Madrid, 7 de dezembro de 83
A festa foi no último dia 29 de novembro. Sabe quem estava lá e conversamos muito? O Ives e a Simone. Também estava o Danny, le rouge, que ficou famoso em 68. O Fernando Gabeira contou de novo aquela estória de condutor de metrô em Estocolmo quando estava exilado, lembra? Quantas cartas já ti enviei. Foram tantas que nem sei ao certo. . Quando me sinto só lembro-me de ti, meu amigo. E a sua trilogia, está saindo do pensamento e entrando no papel?
Em um dos nossos últimos encontros entramos nesse café e resolvemos pedir uma garrafa de vinho. O garçom abriu uma, mais uma, e mais uma. Tomamos umas tantas garrafas e fumamos não sei quantos cigarros. Quando os maços acabaram, o garçom trouxe Gitanes. Só tinha Gitanes naquela noite. Não conversamos em nenhum momento sequer. Você com seus pensamentos e eu com os meus. Lá pela quase madrugada, pagamos e cada um seguiu rumos diferentes logo na saída do café. Nem um simples até logo foi dito. Foi o encontro mais honesto que já tive!

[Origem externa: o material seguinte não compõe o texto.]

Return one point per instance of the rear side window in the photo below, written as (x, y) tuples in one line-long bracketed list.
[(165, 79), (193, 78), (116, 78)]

A sensação de utilidade em relação ao próprio país me parece diferente entre um europeu e um latino americano. Em um encontro que tive, anos atrás, com o Mário Vargas Llosa, ele comentou dessa mania que a Europa tem de achar que são nossos eternos protetores. Essa atitude impede nosso amadurecimento.
Pedrinho, estamos em 83. Lá se foram quase vinte anos. Nossos guerrilheiros de outrora estão envelhecidos e engajados na luta pela própria sobrevivência. Sem compromisso com o passado de lutas e ideais, olhando-se nos espelhos de hotéis baratos e incomodando-se com o que veem.
Quão românticos fomos. Estou assustado com o rumo das coisas. Até Shakespeare me assusta! Todos os livros que escrevi falam de lutas, ideias, vidas de outono. Meus personagens nada mais podem fazer. Boris, Karina, Pablo, Paco, Vicente, Ivan e tantos outros emudecem dentro das páginas. Grupos revolucionários viraram quadrilhas. Nessas horas lembro-me do Ettore Scala e seu filme “Nós que nos amávamos tanto“. Somos a própria frase de um dos personagens, “nós pensávamos que mudaríamos o mundo, mas foi o mundo que nos mudou”.
Há, lembra-se de uma estória bem antiga, quando na segunda guerra eu era correspondente em Londres, que eu lhe contei. A do jornalista colombiano? Uns colegas jornalistas me contaram que o safado era mesmo espião! A senhora austríaca com quem falava sempre pelo rádio, era um dos principais assessores do Hitler.
Imagina que um dia desses, li uma crônica do Roberto Drumond, em um jornal de São Paulo, que dizia mais ou menos assim em seu final, “Lamento muito ter que informar que neste exato momento, enquanto Elba Ramalho canta na loja de discos e o Brasil parece feliz, uma moça brasileira acaba de morrer, deitada na perna do pai, mas se sentindo uma flor, uma rara flor do Brasil". Ao mesmo tempo bonito e triste.
Quando do meu silêncio solidificarei uma nuvem e de lá viverei minha eternidade, flutuando por esse vasto mundo à procura de novos personagens, novas revoluções, novos ideais. Estou acabando meu vinho e agora vou para o hotel ensaiar mais uma crônica. Escrevo crônicas políticas para um jornal de São Paulo.